How fair is Britain?
By Diane Cooke
Britain is a country increasingly at ease with its diversity, proud of its heritage of ‘fair play’, and supportive of the ideals of equality and human rights. So says the Equality and Human Rights Commision's 'How Fair is Britain?' report published last year.
In simple terms, Britain has become a fairer place because: Black Caribbean and Bangladeshi pupils have begun to catch up with the average performance at GCSE. • The gender pay gap has narrowed considerably since the Equal Pay Act 1970 came into force in 1975. • The criminal justice system now recognises different forms of hate crime and has begun to provide more appropriate support to people who experience it.
However, particular groups, including gypsies and travellers and some types of migrants, are still likely to encounter negative attitudes. Although mainstream attitudes towards other groups may have improved, many people experience instances of prejudice. And some groups of people are on average much more likely than others to fare badly in education, in work, and in public life. In other words, there is a gap between what we think society should be, and what it actually is; between ideal and reality, between our aspirations and our attainments.
To make matters worse, the current economic and social crises threaten to widen some equality gaps that might have closed in better times. And finally, without corrective action longer term trends, such as technological and demographic changes are likely to entrench new forms of inequality.

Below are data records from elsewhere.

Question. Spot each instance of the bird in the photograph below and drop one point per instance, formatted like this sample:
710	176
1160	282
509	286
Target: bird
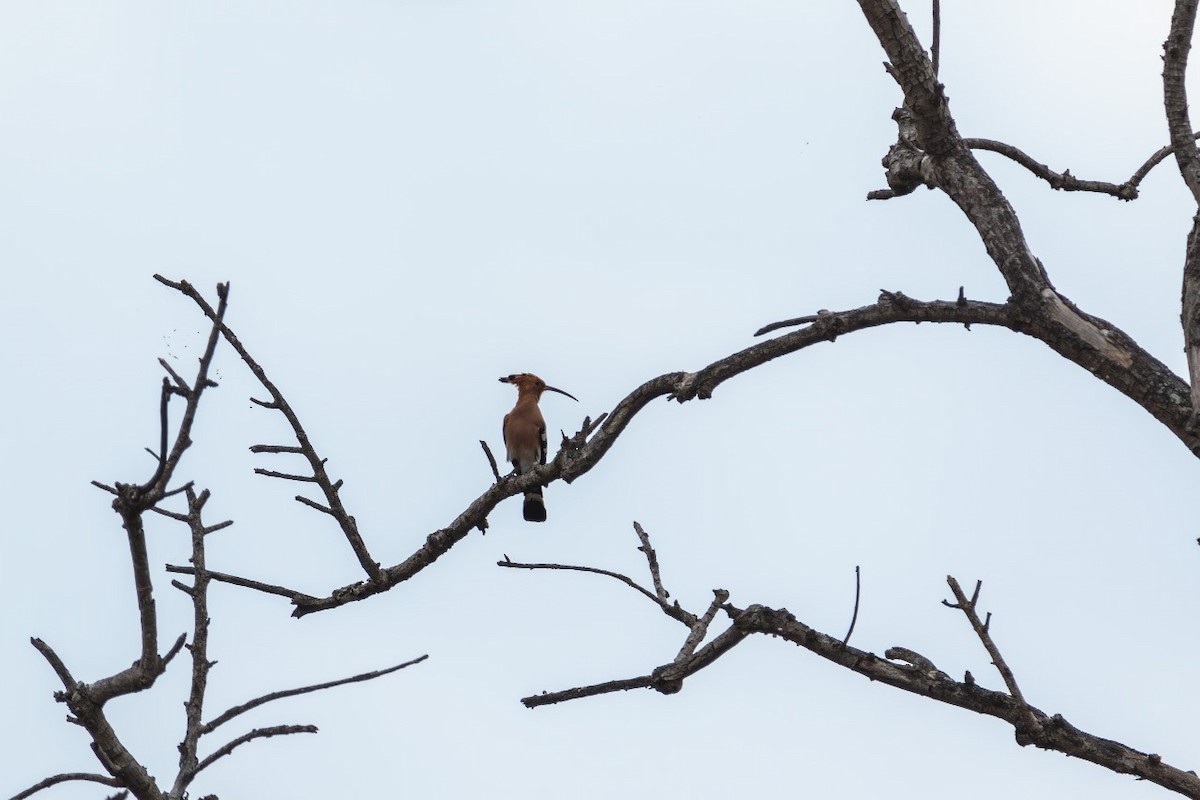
525	435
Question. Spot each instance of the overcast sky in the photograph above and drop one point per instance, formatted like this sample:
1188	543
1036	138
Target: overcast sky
414	198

Last October, Theresa May promised a fairer Britain. She said the Conservatives would use the power of government to "restore fairness" in Britain and spread prosperity more widely.

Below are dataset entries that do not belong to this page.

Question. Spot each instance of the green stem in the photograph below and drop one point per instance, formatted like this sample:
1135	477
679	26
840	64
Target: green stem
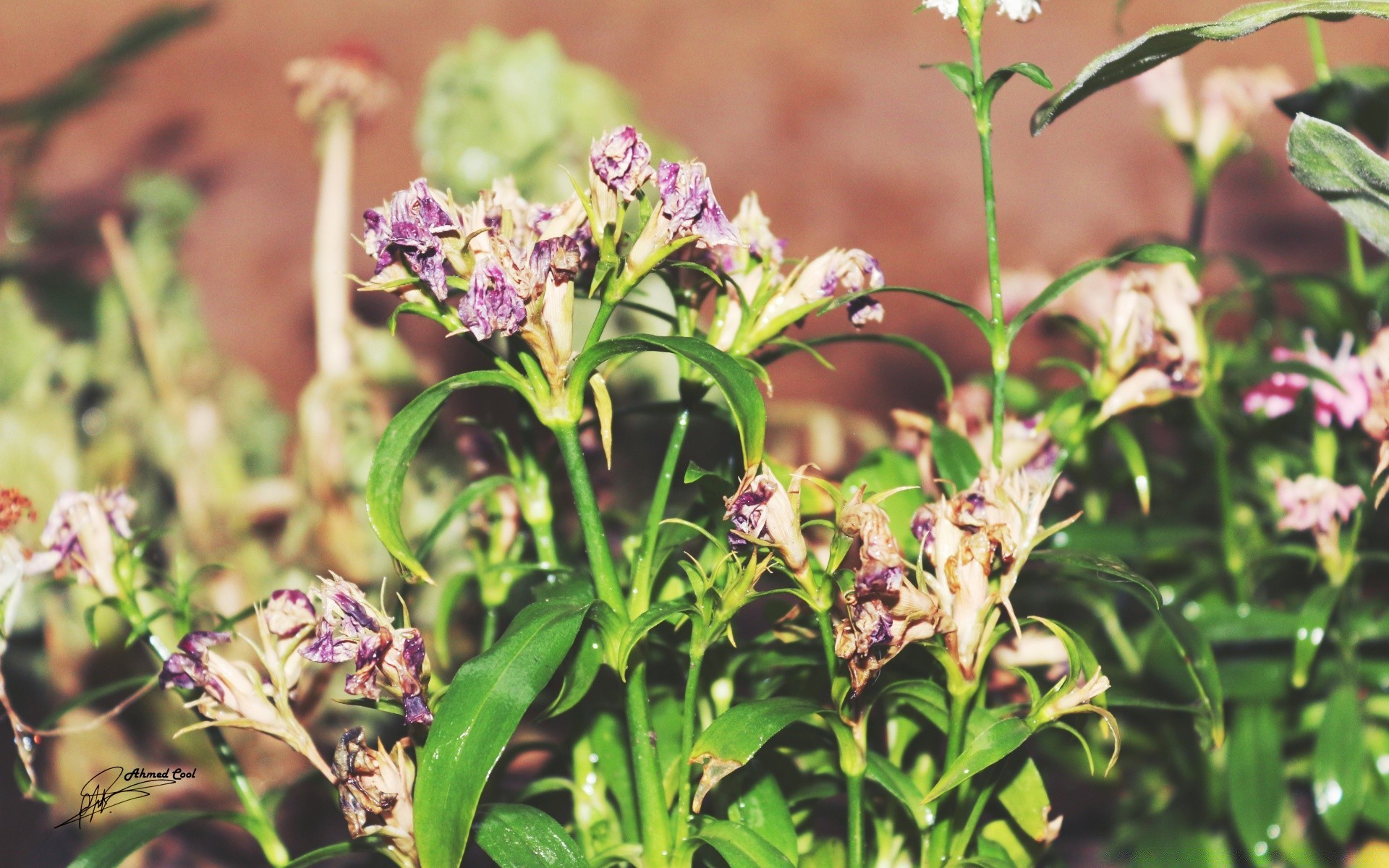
646	770
590	520
641	593
999	339
682	804
856	821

The prime minister told the party's conference the UK must change after the "quiet revolution" of the Brexit vote, urging people to "seize the day".
Labour were now seen as the "nasty party" and only the Tories would "stand up for the weak... up to the powerful".
The state should be a "force for good" to help working people, she argued.
Except that hasn't happened and this week the team charged with making Britain fairer walked out en masse because the task was impossible to achieve.
Alan Milburn, a former Labour cabinet minister and close ally of Tony Blair, resigned as chairman of the Social Mobility Commission, along with his Conservative deputy, former cabinet minister Gillian Shephard.
In his resignation letter, he claimed dealing with Brexit meant the British government "does not seem to have the necessary bandwidth to ensure the rhetoric of healing social division is matched with the reality".
He adds: "I have little hope of the current Government making the progress I believe is necessary to bring about a fairer Britain.
"It seems unable to commit to the future of the commission as an independent body or to give due priority to the social mobility challenge facing our nation."
In the Labour party's manifesto, Jeremy Corbyn vowed to address the deep division between the haves and have nots. He said that the party would work to lift millions out of poverty by imposing a minimum wage of £10 per hour by 2020.
He added that the party would scrap university tuition fees and guarantee the triple lock to protect pensions.
“Whatever your age or situation, people are under pressure, struggling to make ends meet. Our manifesto is for you," he said.